From Curiosity to Architecture: Asad’s Journey into Real‑World Multi‑Agent AI Systems

Artificial Intelligence (AI) is evolving rapidly, moving far beyond simple prompt‑response interactions toward systems capable of planning, acting and collaborating with increasing autonomy. At Mercedes‑Benz.io, our MB.ioneers explore how these capabilities shape the future of digital products, architecture and engineering practices.

Asad Ullah Khalid recently shared his learnings at GDG Berlin in a talk on Designing Real‑World Multi‑Agent AI Systems and what began as his personal exploration of agentic behaviour quickly became a journey that revealed how much confusion still exists around AI agents, even among experienced engineers.

Why Talk About Multi‑Agent AI Systems?
LLM Assistants vs. Agentic Systems: The Real Difference
A Practical Framework: Levels of Agentic Systems
When Should a System Evolve from One Agent to Many?
Why System Design Matters More Than Ever
Safety and Testing: The Hidden Challenges
A Real Example: Finance Assistant
What Stood Out and How to Begin Building Agentic Systems
Final Thoughts

Why Talk About Multi‑Agent AI Systems?

For Asad, the motivation was straightforward: he shares what he’s learning so others can learn along with him. While building his own agent-based projects, he noticed something unexpected: highly experienced developers reached out with very fundamental questions. Many were familiar with the term “AI agent”, but only a few had a clear mental model of what an agent actually does or how it differs from a standard LLM assistant.

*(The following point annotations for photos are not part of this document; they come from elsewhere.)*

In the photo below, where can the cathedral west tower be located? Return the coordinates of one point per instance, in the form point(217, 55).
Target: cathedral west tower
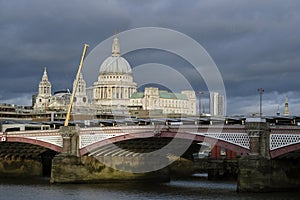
point(44, 93)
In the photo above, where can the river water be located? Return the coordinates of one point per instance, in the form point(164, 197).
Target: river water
point(194, 188)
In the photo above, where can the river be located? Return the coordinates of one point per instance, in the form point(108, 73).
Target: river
point(194, 188)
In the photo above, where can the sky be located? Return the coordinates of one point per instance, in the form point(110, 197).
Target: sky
point(255, 44)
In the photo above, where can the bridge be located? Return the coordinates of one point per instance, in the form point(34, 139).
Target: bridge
point(256, 139)
point(282, 140)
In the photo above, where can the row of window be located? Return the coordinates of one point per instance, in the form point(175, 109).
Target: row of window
point(113, 76)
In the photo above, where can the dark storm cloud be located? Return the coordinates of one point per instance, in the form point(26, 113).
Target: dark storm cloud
point(254, 43)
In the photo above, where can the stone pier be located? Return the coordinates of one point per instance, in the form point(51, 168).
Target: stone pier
point(258, 172)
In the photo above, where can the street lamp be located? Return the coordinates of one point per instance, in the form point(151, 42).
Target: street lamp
point(200, 94)
point(260, 90)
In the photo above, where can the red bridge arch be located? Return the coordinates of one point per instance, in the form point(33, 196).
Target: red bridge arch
point(34, 142)
point(166, 134)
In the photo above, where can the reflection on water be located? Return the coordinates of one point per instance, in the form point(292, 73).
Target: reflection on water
point(195, 188)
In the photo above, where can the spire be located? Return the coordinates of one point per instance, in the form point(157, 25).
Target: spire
point(115, 47)
point(286, 107)
point(278, 112)
point(45, 76)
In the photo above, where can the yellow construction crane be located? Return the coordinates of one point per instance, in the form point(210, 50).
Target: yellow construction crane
point(75, 85)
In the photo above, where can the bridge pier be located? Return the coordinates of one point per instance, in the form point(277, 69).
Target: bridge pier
point(257, 171)
point(89, 169)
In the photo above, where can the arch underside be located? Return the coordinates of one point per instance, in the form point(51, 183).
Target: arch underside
point(289, 151)
point(137, 143)
point(25, 147)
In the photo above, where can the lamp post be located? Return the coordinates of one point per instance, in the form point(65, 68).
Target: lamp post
point(260, 90)
point(200, 94)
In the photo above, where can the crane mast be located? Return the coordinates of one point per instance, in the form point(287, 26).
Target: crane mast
point(75, 85)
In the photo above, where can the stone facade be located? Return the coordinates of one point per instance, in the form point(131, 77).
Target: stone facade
point(42, 100)
point(170, 103)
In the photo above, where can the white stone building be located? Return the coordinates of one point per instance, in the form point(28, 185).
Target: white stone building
point(114, 90)
point(216, 103)
point(42, 99)
point(170, 103)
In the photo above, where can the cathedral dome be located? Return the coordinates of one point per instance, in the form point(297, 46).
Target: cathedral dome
point(115, 64)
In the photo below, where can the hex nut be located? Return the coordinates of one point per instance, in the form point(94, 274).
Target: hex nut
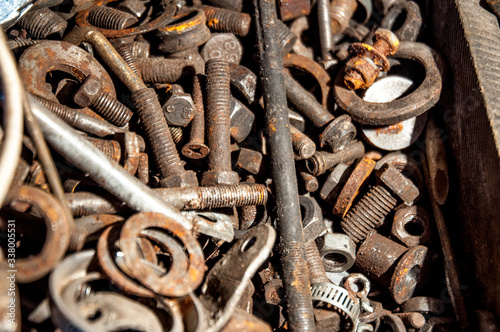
point(337, 251)
point(182, 180)
point(179, 109)
point(312, 219)
point(399, 184)
point(89, 90)
point(412, 226)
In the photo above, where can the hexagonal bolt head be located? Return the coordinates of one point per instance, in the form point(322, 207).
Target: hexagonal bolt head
point(312, 219)
point(399, 184)
point(179, 109)
point(88, 92)
point(249, 160)
point(338, 252)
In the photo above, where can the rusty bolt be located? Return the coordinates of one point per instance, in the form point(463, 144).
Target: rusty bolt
point(196, 148)
point(91, 94)
point(218, 124)
point(399, 184)
point(392, 264)
point(179, 109)
point(372, 209)
point(224, 20)
point(341, 12)
point(322, 161)
point(362, 69)
point(42, 23)
point(110, 18)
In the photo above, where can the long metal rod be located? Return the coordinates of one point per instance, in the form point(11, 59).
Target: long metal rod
point(295, 272)
point(81, 153)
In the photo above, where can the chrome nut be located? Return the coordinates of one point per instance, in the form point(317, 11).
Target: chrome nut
point(337, 251)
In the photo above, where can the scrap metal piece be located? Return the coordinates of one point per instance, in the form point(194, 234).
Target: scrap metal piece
point(227, 280)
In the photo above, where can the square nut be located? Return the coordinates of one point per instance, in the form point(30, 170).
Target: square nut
point(399, 184)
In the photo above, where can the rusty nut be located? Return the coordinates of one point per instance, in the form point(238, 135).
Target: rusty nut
point(399, 184)
point(337, 251)
point(88, 91)
point(411, 226)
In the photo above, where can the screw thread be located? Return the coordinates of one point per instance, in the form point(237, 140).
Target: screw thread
point(61, 111)
point(42, 23)
point(18, 45)
point(160, 70)
point(322, 161)
point(223, 20)
point(110, 148)
point(126, 53)
point(218, 114)
point(341, 12)
point(157, 130)
point(368, 214)
point(299, 292)
point(109, 18)
point(232, 196)
point(317, 272)
point(177, 134)
point(111, 109)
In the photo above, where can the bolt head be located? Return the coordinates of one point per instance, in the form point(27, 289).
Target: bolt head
point(179, 109)
point(89, 90)
point(389, 37)
point(399, 184)
point(338, 134)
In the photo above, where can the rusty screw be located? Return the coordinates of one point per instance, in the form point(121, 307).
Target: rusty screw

This was lack of clarity as agentic systems are often explained in ways that feel abstract, overhyped or disconnected from real implementation. With this in mind, Asad designed his talk to cut through that noise, making the topic accessible and helping developers who may not have followed every new tool release get started with confidence.

LLM Assistants vs. Agentic Systems: The Real Difference

To make things tangible, Asad began by explaining the gap between non‑agentic LLM workflows and agentic behaviours.

Non‑agentic systems

A single interaction:

You give input
The LLM returns output
No planning, no iterations, no actions

LLM Static Workflow

Agentic systems

Agentic systems follow a plan → act → observe → iterate cycle. They may:

Break goals into steps
Use tools
Access external systems
Maintain context

AI Agent

Asad emphasised that “agent” is less about labels and more about behaviour, where systems act through iterative decision‑making.

A Practical Framework: Levels of Agentic Systems

To help the audience navigate complexity, Asad introduced levels of agentic sophistication:

Level 0: Pure LLM reasoning
Level 1: Tool usage begins
Level 2: Memory + context handling
Level 3: Multi‑agent coordination
Level 4: Self‑evolving systems

Levels of Agentic Systems — Image credit: Kaggle

These levels build on concepts discussed in current AI research, but the purpose of the model is practical: developers often add unnecessary complexity simply because tooling makes it possible.

Asad provided an example from his experience involving the implementation of multiple agents and tool orchestration in a project. He subsequently determined that a more straightforward, LLM-driven solution would have been more cost-effective, easier to execute, and adequately met the project's requirements. By thoroughly assessing the technological landscape, teams can make deliberate decisions regarding their approach, rather than adopting multi-agent frameworks solely for their perceived sophistication.

When Should a System Evolve from One Agent to Many?

A core question Asad addressed is why we need multi‑agent systems at all. Why not simply expand one powerful agent?

In practice, he’s seen two extremes:

Teams forcing everything into a single, overly complex agent
Teams splitting workflows into multiple agents even when unnecessary

Both can work and both can backfire. The key signal for evolving into a multi‑agent system appears when complexity becomes unmanageable:

The system prompt grows large and overloaded
Behaviour becomes inconsistent
Safety rules conflict
Edge cases multiply
Testing becomes difficult

This mirrors traditional software engineering principles: when responsibilities grow beyond what one unit can handle reliably, you break the system down for clarity, testing ease and maintainability.

Why System Design Matters More Than Ever

According to Asad, building with AI is no longer the hard part, validating what you’ve built is. Modern AI can generate code, propose architectures and offer solutions. But developers must still evaluate whether the result is correct, scalable and safe.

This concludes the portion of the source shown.